ながむれば千々(ちぢ)に物思ふ月に又我が身ひとつの嶺の松風(新古397)

【通釈】月を眺めると何となく悲しいことを思ってしまって、心が千々に砕けるものだが、月ばかりか、独り山に住む我が身には、峰を吹きわたる松風の声が響いて、いっそう悲しいのだ。

【語釈】◇千々に物思ふ 下記本歌を踏まえた言い方。◇月に又 物思いの種が月だけでなく、ほかにも…。◇我が身ひとつの 山で庵住いをしている自分にとってだけは。月は誰にも眺められるが、この山の松風を聞くのは「我が身ひとつ」である、ということ。これも本歌に拠った表現。

【本歌】大江千里「古今集」
月みれば千々に物こそ悲しけれわが身ひとつの秋にはあらねど

八月十五夜和歌所歌合に、海辺秋月といふ事を

松島や潮くむ海人の秋の袖月は物思ふならひのみかは(新古401)

【通釈】中秋の明月の夜、松島の、海水を汲んで塩を作る人の袖は、びっしょり濡れて、そこに月の光を映す。秋の袖に月が宿るのは、物思う人の慣(なら)いかと思ったが、そうではなかった。私の袖も秋の哀れさに涙で濡れているけれど、悩んでない人の袖だって、こんな晩は、みな同じなのだ。

【語釈】◇月は物思ふならひのみかは 月光は、思い悩む人の袖に宿るのだけが慣例だろうか。いや、そうではない。「かは」は反語。

【補記】建仁元年(1201)撰歌合。

さびしさはなほのこりけり跡たゆる落葉がうへに今朝は初雪(無名抄)

【通釈】秋から冬に季節は移ったけれど、寂しさだけは相変わらずそのままであった。人も通わなくなった庭に散り敷いた落葉の上に、今朝は初雪が積もったよ。
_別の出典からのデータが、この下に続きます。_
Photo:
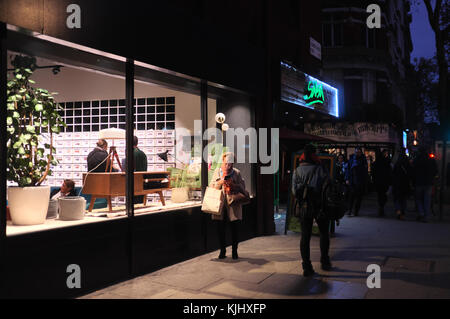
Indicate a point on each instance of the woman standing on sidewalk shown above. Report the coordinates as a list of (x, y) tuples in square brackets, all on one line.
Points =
[(312, 175), (228, 179)]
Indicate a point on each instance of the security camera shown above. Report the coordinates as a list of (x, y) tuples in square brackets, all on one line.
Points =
[(56, 70)]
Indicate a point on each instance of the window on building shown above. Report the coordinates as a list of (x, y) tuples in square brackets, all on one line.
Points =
[(352, 92), (332, 31)]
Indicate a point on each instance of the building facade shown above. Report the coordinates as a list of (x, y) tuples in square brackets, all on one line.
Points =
[(369, 66)]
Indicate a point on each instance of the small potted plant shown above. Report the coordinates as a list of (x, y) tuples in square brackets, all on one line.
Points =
[(31, 112)]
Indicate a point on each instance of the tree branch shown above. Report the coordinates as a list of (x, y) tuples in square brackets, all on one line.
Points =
[(433, 23)]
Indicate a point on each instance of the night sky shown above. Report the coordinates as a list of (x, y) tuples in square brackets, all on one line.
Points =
[(421, 33)]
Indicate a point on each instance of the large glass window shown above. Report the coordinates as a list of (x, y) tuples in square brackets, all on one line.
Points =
[(87, 140), (87, 98)]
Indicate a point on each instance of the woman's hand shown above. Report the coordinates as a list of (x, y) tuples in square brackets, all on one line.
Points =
[(219, 184)]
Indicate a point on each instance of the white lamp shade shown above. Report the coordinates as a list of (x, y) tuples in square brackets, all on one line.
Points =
[(225, 127), (112, 134)]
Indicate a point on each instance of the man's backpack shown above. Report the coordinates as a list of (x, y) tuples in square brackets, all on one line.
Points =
[(334, 200), (301, 207)]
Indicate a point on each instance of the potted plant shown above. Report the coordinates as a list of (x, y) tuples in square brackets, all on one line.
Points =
[(31, 112)]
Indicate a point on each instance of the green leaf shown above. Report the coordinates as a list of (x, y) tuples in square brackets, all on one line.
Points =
[(31, 129)]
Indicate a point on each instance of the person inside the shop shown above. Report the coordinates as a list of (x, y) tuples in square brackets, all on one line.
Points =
[(97, 159), (67, 189), (311, 174), (382, 178), (357, 180), (229, 179), (140, 164)]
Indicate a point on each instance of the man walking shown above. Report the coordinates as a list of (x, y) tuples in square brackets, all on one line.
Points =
[(357, 180), (382, 178), (424, 172)]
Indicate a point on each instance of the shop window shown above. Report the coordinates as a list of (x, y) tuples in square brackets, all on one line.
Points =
[(93, 100)]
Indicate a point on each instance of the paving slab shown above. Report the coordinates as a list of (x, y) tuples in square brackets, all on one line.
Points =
[(414, 259)]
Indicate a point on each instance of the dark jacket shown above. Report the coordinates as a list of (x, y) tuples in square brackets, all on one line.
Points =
[(357, 171), (96, 157), (302, 174), (401, 179), (382, 173), (425, 170), (341, 172), (56, 191), (140, 161)]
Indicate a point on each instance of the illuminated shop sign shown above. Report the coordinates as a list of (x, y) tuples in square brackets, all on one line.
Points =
[(302, 89)]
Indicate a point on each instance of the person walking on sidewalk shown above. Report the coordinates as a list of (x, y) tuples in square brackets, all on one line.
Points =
[(312, 175), (229, 179), (401, 183), (425, 171), (341, 169), (382, 178), (357, 180)]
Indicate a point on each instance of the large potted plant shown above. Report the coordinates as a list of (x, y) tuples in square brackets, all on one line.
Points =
[(31, 112)]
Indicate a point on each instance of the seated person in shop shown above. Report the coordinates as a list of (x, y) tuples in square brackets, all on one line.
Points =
[(97, 158), (67, 189), (140, 164)]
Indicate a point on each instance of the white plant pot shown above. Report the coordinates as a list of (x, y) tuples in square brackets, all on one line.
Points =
[(28, 205), (72, 208)]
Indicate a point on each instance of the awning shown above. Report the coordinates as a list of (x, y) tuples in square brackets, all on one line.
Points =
[(288, 134)]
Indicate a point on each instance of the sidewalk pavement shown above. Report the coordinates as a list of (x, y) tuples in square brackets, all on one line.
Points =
[(414, 259)]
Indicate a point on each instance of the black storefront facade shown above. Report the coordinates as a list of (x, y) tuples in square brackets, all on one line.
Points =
[(200, 60)]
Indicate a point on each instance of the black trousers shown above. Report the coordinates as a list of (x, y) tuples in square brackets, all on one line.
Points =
[(307, 224), (382, 197), (355, 199), (221, 230)]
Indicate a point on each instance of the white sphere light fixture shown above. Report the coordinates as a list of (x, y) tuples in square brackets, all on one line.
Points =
[(220, 118)]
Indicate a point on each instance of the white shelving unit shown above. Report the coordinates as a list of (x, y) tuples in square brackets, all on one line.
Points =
[(154, 127)]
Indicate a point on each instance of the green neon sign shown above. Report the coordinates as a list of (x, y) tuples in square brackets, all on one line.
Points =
[(315, 93)]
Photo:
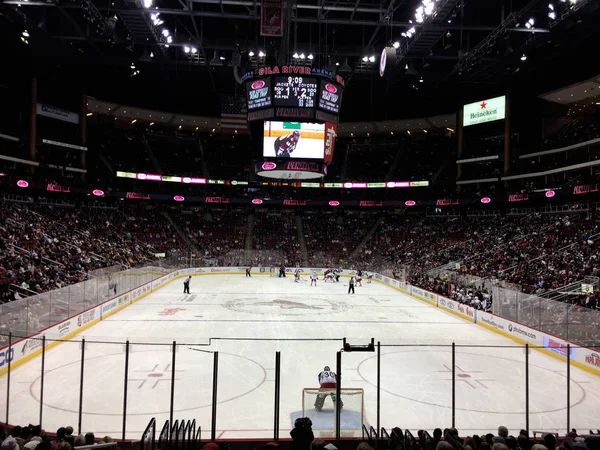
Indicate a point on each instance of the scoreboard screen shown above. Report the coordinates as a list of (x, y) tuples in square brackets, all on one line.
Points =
[(295, 92), (258, 94), (330, 96)]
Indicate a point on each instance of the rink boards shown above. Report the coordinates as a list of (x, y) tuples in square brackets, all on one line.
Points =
[(23, 350)]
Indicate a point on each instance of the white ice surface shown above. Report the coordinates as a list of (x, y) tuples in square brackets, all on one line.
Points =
[(415, 373)]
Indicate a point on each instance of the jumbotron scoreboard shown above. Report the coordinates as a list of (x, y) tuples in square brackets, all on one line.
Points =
[(293, 93)]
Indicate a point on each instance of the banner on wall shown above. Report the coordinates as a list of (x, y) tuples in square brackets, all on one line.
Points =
[(330, 135), (271, 18), (57, 113), (484, 111)]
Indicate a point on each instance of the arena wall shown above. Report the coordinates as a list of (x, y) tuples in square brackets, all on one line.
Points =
[(25, 349)]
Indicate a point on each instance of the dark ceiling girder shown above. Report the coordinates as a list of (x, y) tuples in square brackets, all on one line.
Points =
[(328, 21)]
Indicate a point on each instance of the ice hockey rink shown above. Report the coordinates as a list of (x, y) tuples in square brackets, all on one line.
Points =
[(415, 365)]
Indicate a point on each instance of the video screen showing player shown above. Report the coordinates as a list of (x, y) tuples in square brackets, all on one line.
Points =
[(294, 140)]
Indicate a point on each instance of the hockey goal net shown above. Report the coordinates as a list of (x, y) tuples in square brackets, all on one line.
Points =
[(320, 404)]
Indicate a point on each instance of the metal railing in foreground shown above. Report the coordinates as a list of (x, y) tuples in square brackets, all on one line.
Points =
[(254, 387)]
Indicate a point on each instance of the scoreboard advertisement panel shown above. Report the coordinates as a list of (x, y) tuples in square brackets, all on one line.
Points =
[(258, 94), (294, 140), (330, 96), (295, 92)]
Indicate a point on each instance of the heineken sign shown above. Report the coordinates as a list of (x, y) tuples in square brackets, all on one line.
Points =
[(484, 111)]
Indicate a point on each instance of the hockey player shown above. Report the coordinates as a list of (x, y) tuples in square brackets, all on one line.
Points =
[(186, 285), (285, 145), (327, 381), (359, 278), (351, 285), (313, 277)]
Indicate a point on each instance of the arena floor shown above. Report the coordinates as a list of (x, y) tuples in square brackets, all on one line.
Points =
[(415, 377)]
【語釈】◇さびしさ 秋冬という季節が感じさせる淋しさであると共に、山居の宿に人が訪れない寂しさでもあろう。

【補記】初出は三体和歌。同会の記録によれば下句は「落葉がうへの今朝の初雪」。

恋のこころを

見てもいとへ何か涙を恥ぢもせんこれぞ恋てふ心憂きもの(鴨長明集)

【通釈】私の泣く姿を見て、嫌って下さい。どうして涙を恥じることなどしましょう。これこそが恋という、どうしようもなく辛いものなのだ。

秋の夕暮に、女のもとへつかはす

忍ばんと思ひしものを夕暮の風のけしきにつひに負けぬる(鴨長明集)

【通釈】こらえようと思っていたのに、夕暮に風が吹くと、そのありさまに恋心がつのり、とうとう抵抗し得なくなって、こうしてあなたに便りを送ってしまうのです。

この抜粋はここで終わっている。